Following a recent letter to the editor and its feedback, it may be appropriate to remind everybody that Ron Paul will never be president. This is not up for debate.
But maybe this contributes to his appeal with the new brand of political hipster — those so determined to be “anti-establishment” that they’ll even support the candidate with the ideology that most shamelessly nourishes the very injustices these people believe they’re cognizant of. Forgive them, they know not what they do.
I think it’s a mistake to call Ron Paul a libertarian, especially where his identity as a libertarian is a point of pride for his supporters. I would call him firstly a wannabe anti-federalist, a label I use as a polite euphemism for “his constitutional interpretation is dangerously regressive for anyone who isn’t a white, property owning, well-to-do male.” Paul’s brand of anti-federalism envisions the federal government more or less as it was before the 1930s, while a libertarian is more concerned with libertarian ends than with strict constitutionalist means.

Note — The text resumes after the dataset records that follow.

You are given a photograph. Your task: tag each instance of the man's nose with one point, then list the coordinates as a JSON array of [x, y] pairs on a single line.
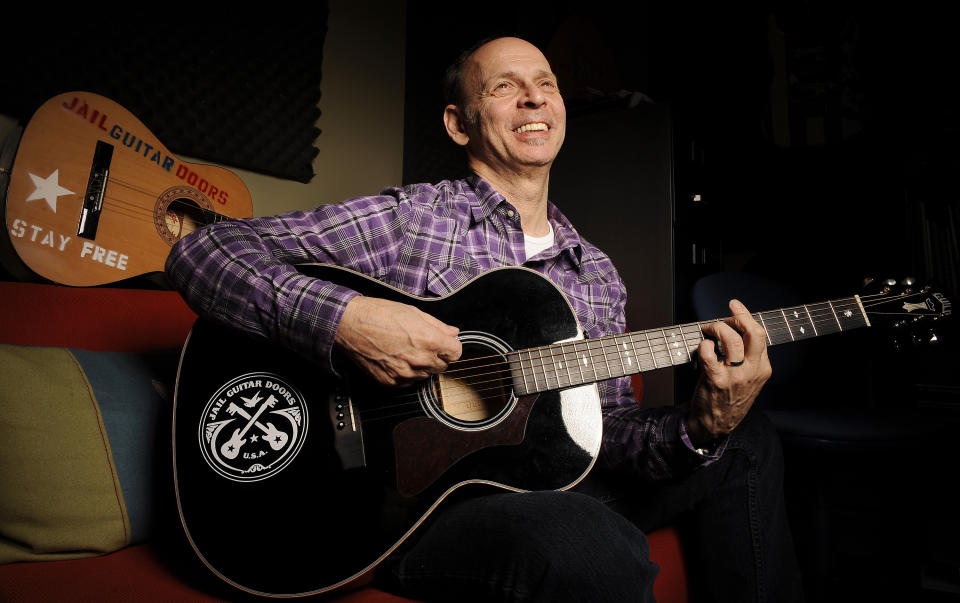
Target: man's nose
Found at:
[[532, 95]]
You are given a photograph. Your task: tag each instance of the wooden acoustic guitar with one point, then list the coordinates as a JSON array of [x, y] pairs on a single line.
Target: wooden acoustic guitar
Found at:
[[95, 198], [292, 483]]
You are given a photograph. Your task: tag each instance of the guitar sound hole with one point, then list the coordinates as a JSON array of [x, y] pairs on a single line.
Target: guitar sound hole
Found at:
[[180, 210], [475, 391], [183, 216]]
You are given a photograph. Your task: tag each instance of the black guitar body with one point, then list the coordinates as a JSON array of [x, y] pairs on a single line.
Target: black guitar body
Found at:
[[292, 483]]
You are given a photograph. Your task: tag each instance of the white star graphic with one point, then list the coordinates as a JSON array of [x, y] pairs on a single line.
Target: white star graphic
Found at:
[[48, 189]]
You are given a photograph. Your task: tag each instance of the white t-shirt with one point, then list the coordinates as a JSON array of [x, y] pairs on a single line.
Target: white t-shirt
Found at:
[[535, 245]]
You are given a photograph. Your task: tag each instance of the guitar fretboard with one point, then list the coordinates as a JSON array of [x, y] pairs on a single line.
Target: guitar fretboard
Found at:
[[575, 363]]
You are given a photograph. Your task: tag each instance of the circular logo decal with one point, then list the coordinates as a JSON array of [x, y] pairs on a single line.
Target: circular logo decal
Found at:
[[253, 427]]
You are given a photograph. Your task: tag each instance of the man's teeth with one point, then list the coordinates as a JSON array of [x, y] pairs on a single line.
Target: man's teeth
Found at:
[[531, 127]]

I draw the distinction because it doesn’t particularly matter if you THINK you’re a libertarian if you’re also an anti-federalist. Making it easier for the People to dictate social policy more locally and capriciously is terrifying because the People are awful. Controversies regarding the rights of oppressed and minority groups belong in the courts at best. The popular majority’s mistreatment of these groups only proves that the majority doesn’t deserve and would only abuse the power to legislate for the oppressed more than they already do.
Ron Paul believes that you deserve much less recourse in the federal court system than you currently enjoy, and he’s written legislation to that effect. Though it thankfully never passed, Paul’s We The People Act would have outright eliminated your federal recourse involving any subnational law on the establishment or free expression of religion, the right to privacy in general and specifically as it pertains to sexual acts, sexual orientation and reproduction and any claim pursuing equal protection of the law for those who wish to marry regardless of sex and gender. And all existing legal precedent regarding those issues would have been effectively cremated.

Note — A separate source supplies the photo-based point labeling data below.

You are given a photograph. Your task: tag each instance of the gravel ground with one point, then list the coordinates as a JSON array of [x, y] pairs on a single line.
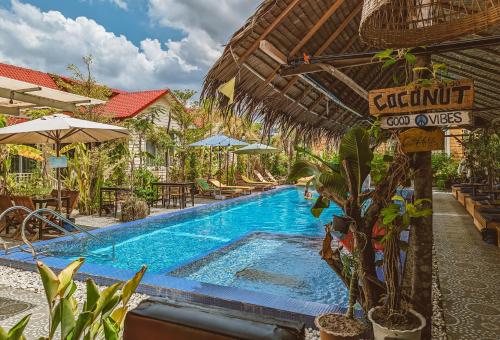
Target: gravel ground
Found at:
[[31, 281], [438, 323]]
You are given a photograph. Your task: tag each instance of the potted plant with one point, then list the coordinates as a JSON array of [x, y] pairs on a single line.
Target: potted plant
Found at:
[[342, 183], [395, 319]]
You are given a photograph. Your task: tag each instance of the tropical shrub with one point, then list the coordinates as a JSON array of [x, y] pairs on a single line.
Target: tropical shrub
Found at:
[[396, 218], [342, 183], [101, 316], [143, 185], [134, 208]]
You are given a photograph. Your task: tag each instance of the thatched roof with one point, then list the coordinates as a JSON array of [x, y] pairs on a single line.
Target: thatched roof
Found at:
[[317, 103]]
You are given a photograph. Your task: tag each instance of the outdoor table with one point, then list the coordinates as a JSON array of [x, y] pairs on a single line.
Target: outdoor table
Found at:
[[475, 186], [41, 202], [115, 191], [183, 187]]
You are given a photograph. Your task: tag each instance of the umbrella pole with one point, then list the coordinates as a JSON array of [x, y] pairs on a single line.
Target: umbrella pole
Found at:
[[210, 164], [58, 174]]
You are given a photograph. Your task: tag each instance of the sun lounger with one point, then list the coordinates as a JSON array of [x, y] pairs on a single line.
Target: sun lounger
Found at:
[[303, 181], [221, 186], [262, 179], [204, 189], [273, 178], [12, 220], [209, 190], [255, 184], [166, 319]]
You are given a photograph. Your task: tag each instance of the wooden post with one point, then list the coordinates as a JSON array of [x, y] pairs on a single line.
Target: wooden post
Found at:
[[421, 237]]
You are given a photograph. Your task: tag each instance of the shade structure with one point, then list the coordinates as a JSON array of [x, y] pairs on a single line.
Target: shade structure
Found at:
[[256, 149], [16, 95], [410, 23], [60, 129], [219, 140]]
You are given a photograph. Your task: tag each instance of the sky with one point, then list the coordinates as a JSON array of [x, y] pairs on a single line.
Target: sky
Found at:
[[136, 44]]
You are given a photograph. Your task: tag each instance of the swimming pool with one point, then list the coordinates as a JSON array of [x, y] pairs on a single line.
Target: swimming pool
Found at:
[[261, 250], [162, 244]]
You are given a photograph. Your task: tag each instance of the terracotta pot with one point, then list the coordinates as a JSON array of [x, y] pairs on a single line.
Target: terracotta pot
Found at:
[[380, 332], [330, 334]]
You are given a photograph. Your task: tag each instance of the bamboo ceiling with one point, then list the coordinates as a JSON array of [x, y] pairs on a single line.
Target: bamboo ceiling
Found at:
[[317, 104]]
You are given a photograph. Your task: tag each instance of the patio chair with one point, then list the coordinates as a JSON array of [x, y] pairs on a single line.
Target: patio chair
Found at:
[[303, 181], [204, 189], [234, 188], [73, 200], [257, 185], [13, 219], [262, 179]]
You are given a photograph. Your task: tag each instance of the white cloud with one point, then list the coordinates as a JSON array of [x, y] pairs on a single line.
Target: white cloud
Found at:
[[120, 3], [49, 41], [207, 24]]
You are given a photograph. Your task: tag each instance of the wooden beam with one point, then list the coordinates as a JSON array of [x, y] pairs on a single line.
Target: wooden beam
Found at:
[[346, 80], [275, 52], [431, 49], [340, 29], [333, 8], [271, 50], [268, 30]]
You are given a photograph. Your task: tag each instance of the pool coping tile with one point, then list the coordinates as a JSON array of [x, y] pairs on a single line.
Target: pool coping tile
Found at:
[[175, 288]]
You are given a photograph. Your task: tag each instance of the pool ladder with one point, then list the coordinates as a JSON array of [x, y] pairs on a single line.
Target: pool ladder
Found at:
[[36, 214]]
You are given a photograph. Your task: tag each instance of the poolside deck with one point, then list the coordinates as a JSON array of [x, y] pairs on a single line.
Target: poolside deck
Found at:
[[469, 273]]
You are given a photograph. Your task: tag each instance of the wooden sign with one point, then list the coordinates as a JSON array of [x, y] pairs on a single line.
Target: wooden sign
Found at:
[[451, 118], [417, 140], [458, 95]]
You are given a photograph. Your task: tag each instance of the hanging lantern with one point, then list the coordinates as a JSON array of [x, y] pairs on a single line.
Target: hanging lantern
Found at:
[[410, 23]]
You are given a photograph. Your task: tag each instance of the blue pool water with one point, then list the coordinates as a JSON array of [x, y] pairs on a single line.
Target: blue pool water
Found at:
[[280, 266]]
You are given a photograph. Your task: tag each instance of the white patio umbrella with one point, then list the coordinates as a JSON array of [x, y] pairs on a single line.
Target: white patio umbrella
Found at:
[[256, 149], [60, 129], [218, 141]]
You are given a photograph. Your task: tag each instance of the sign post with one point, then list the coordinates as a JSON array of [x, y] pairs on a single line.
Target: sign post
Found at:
[[419, 140], [450, 118], [456, 95]]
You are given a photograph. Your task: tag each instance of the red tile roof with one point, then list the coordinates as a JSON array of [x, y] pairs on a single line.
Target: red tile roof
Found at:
[[127, 105], [27, 75], [121, 105]]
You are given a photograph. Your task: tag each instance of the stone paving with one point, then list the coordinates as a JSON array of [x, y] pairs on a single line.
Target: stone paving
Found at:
[[469, 273]]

This would enable anything from state churches, religion codified in legal statutes and the return of sodomy laws to the unquestionable and permanent prohibition of women’s reproductive rights and marriage equality. But as long as this happens at the state level or below, Paul isn’t losing any sleep over it. This is his version of “liberty.” How sad is it that the rights of citizens are less important to Ron Paul than the piece of paper that outright fails to protect them? If this is the true face of the Constitution, then we need to throw it away and start over.
What sane conception of “freedom” gives a state more authority over your womb than you have but condemns any federal effort to prevent that invasion from happening in the first place? Paul’s vision on these issues is truly vile. Thank God for the incorporation of the Bill of Rights to the states that prevents so much of this garbage. Thank God for the implicit right to privacy. Ron Paul is either no better than any common Republican patriarch, or he’s an entire epoch of civil rights progress below them.
Some have floated the proposal that we put all of Ron Paul’s social baggage aside and vote for him based on economics. Not only does this imply that Paul’s deifying vision of the free market is desirable, which is not the case, but it also asserts that his social policy beliefs are actually forgivable. They most certainly are not. There’s more to protect in this country than money.